Abdullah Tuğluk

Personal information
- Nationality: Turkey
- Born: 27 June 1999 (age 26) Istanbul, Turkey

Sport
- Sport: Long distance
- Club: Fenerbahçe

Medal record
Men's athletics
Representing Turkey
European Team Championships
| Gold medal – first place | 2025 Maribor | 3000 m sc |
Balkan Championships
| Silver medal – second place | 2024 İzmir | 3000 m sc |

= Abdullah Tuğluk =

Turkish long-distance runner (born 1999)

Abdullah Tuğluk (born 27 June 1999) is a Turkish long-distance runner.
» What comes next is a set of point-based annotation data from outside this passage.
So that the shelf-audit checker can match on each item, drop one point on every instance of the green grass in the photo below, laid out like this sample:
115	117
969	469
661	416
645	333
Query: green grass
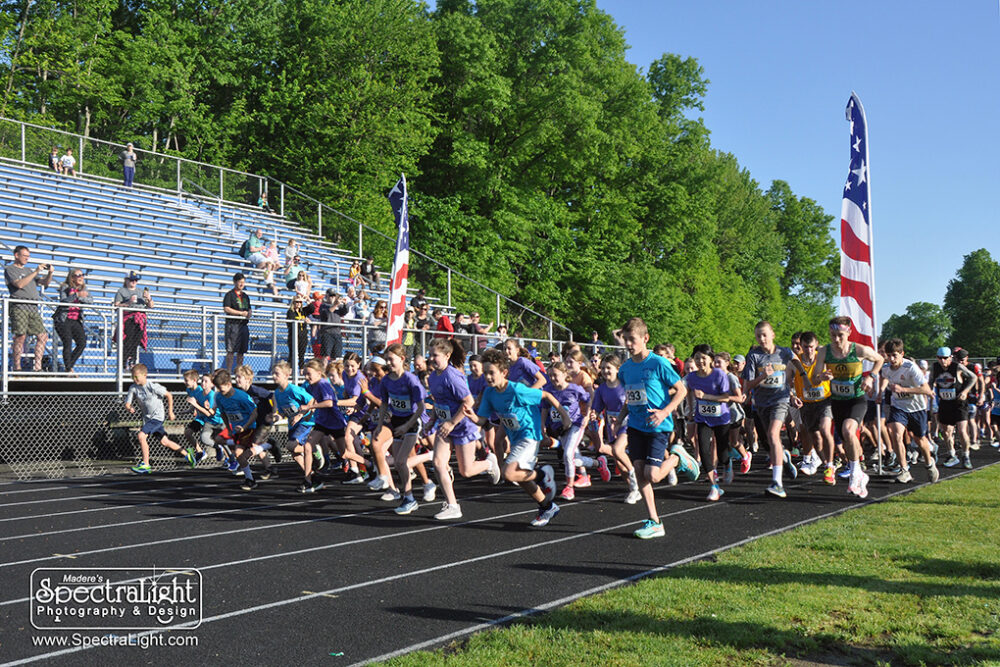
911	581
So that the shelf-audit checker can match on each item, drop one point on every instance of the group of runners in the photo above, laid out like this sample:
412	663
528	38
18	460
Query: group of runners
634	417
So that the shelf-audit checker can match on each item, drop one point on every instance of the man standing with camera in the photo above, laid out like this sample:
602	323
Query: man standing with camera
23	282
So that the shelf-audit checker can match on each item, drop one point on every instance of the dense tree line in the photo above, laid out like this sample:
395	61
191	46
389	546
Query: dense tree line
539	160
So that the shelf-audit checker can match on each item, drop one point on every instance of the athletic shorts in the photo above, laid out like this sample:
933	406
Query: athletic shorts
647	446
524	453
915	422
300	432
25	321
152	426
854	408
952	412
395	421
813	414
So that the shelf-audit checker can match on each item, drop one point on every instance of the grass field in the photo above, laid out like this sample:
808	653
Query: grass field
910	581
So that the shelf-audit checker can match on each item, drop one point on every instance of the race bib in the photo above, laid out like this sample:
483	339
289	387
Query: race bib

He competes in the 3000 m steeplechase and cross country events.

== Personal life ==
Abdullah Tuğluk was born in Istanbul, Turkey on 27 June 1999. He studied at Haliç University in Istanbul.

== Sport career ==
Tuğluk is a member of Fenerbahçe Athletics in Istanbul.

He won the silver medal in the 3000 m steeplechase event with 8:39.44 at the 2024 Balkan Athletics Championships held in İzmir, Turkey.

He captured the gold medal in the 3000 m steeplechase event with 8:45.14 at the 2025 European Athletics Team Championships Second Division in Maribor, Slovenia. He contributed to his team's record with 16 points.